Trae DeLellis of The A.V. Club gave the episode a rating of 'A'. Jason P. Frank of Vulture rated the episode 4 out of 5 stars. Charlie Duncan of PinkNews wrote, "Drag Race enters its final five with a Rusical that has better production value than most Broadway shows and a very important political message, as tensions between the queens edge ever closer to breaking point." Stephen Daw ranked "Running Up That Hill" number 16 in Billboards list of the season's lip-sync performances, writing: "Yes, objectively speaking, this was a very bad lip sync — Loosey and Salina tried “Running Up That Hill” and instead came tumbling down it. But sometimes, a performance can be so bad that it transcends objectivity and becomes compelling again, and that's what ended up happening here." He continued, "A lip sync is meant to entertain, and watching a very sad sea monster and a hot-dog-fingered abstract painting try to convey the complicated emotions of Kate Bush's classic single turned out to be very entertaining, indeed."

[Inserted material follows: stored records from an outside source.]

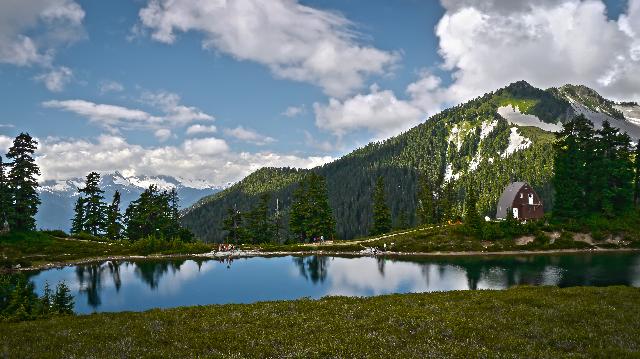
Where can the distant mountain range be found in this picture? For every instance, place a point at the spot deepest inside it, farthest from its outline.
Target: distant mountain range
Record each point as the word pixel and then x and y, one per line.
pixel 58 197
pixel 487 142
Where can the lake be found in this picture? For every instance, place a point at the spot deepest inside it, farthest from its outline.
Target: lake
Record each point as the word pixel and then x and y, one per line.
pixel 141 285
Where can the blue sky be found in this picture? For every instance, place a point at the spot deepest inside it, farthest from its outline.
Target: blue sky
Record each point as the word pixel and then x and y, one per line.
pixel 213 90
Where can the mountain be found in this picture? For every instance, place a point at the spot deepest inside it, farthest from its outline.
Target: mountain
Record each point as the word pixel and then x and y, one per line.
pixel 487 142
pixel 58 197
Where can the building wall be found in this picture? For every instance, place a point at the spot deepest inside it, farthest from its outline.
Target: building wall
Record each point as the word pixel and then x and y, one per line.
pixel 528 208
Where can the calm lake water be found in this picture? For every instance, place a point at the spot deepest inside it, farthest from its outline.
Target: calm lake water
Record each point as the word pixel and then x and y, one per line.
pixel 142 285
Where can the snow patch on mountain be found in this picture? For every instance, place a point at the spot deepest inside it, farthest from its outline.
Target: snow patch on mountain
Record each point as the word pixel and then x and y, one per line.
pixel 487 128
pixel 517 142
pixel 449 175
pixel 515 117
pixel 631 125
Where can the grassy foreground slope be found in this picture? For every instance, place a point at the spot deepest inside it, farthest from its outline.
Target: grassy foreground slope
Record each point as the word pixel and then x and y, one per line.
pixel 33 248
pixel 525 321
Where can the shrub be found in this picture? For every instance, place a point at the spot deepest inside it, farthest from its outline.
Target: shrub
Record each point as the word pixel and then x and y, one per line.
pixel 56 233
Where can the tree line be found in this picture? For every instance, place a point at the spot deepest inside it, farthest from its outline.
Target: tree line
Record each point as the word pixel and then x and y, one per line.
pixel 595 171
pixel 310 216
pixel 18 185
pixel 18 300
pixel 154 214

American actor Kevin Bacon praised the musical on social media. The episode won one award from three nominations at the 75th Primetime Creative Arts Emmy Awards. Jamie Martin, Paul Cross, Ryan Mallick, and Michael Roha won in the Outstanding Picture Editing for a Structured Reality or Competition Program category. Nick Murray was nominated in the Outstanding Directing for a Reality Program category and Erik Valenzuela, Sal Ojeda, David Nolte, and Gabe Lopez were nominated in the Outstanding Sound Mixing for a Nonfiction Program category.